The deep baritone voice of stage actor Lorne Greene was featured in the narration of Inside Fighting Russia. Greene, known for his work on both radio broadcasts as a news announcer at CBC as well as narrating many of the Canada Carries On series. His sonorous recitation led to his nickname, "The Voice of Canada", and to some observers, the "voice-of-God". When reading grim battle statistics or narrating a particularly serious topic, he was known as "The Voice of Doom".

==Reception==
In early 1942, NFB head John Grierson went to Hollywood to establish a new market for NFB documentaries, especially the war-themed The World in Action series which had been recently inaugurated. He met with Charlie Chaplin and Mary Pickford of United Artists (UA) and was able to strike a deal to distribute the first 12 films of the series in the United States. He already had an agreement to distribute NFB films throughout Canada and Great Britain. Grierson and the NFB also had an agreement with the producers, Louis de Rochemont and his brother Richard de Rochemont of The March of Time newsreels.

Inside Fighting Russia, the very first film in The World in Action series to be distributed, "... ran into trouble immediately. UA would not distribute it in the United States as they considered it to be Communist propaganda." In a similar move, the province of Quebec through the Bureau de censure du Québec banned the film, along with Our Northern Neighbour, another NFB documentary that covered the same subject.

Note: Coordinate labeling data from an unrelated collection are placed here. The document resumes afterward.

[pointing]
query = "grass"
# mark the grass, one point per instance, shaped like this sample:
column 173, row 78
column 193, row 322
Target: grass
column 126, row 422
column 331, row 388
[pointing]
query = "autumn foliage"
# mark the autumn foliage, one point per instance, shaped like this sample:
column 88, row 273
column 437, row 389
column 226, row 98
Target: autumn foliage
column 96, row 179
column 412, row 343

After this abortive start, the film series started appearing in theatres about once a month. "They would screen in 6,000 cinemas stateside and 1,000 in Great Britain, being seen by 3 million people in the United States alone. In Canada 23 copies in English would be released to theatres with a further two copies going out in French. These would circulate for about six months throughout the country."

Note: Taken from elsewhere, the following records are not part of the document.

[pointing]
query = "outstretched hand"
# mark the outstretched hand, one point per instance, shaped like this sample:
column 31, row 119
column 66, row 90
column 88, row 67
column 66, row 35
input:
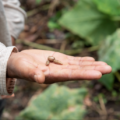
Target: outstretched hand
column 31, row 65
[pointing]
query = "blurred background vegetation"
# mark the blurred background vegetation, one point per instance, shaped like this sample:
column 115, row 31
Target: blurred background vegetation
column 78, row 28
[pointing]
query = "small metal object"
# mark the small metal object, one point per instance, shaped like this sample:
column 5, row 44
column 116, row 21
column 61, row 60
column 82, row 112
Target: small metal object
column 52, row 59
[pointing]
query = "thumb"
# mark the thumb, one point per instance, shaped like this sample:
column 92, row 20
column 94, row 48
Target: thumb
column 39, row 77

Inside Fighting Russia was produced in 35 mm for the theatrical market. To ensure that Canadians from coast-to-coast could see them, each film was shown over a six-month period as part of the shorts or newsreel segments in approximately 800 theatres across Canada. After the success of Warclouds in the Pacific, the NFB was able to make a further arrangement with United Artists for additional titles to be distributed in the United States.

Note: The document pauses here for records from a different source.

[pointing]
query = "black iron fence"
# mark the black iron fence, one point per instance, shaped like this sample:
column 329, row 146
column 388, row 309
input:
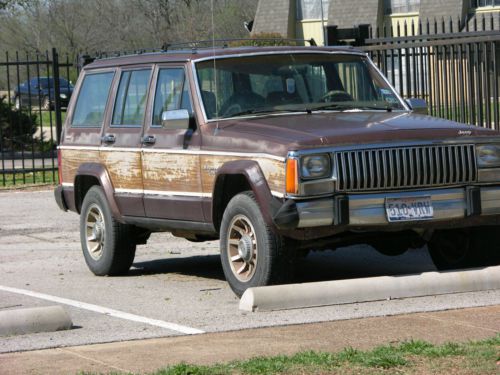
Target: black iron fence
column 453, row 65
column 34, row 88
column 456, row 72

When the six-month theatrical tour ended, individual films were made available on 16 mm to schools, libraries, churches and factories, extending the life of these films for another year or two. They were also made available to film libraries operated by university and provincial authorities. A total of 199 films were produced before the series was canceled in 1959.

Historian Malek Khouri, in analyzing Inside Fighting Russia and the role of propaganda in the NFB wartime documentaries, said. "During the early years of the NFB, its creative output was largely informed by the turbulent political and social climate the world was facing. World War II, Communism, unemployment, the role of labour unions, and working conditions were all subjects featured by the NFB during the period from 1939 to 1946".

Film historian Ian Aitken described Inside Fighting Russia as "... While well-intentioned, the film lays it on a bit thick as to the strength and power of the Soviet people. The view presented of the communist system is naively oversimplified. While the USA and Soviets were fighting a common enemy, America’s mistrust of communism could not be dispelled so easily."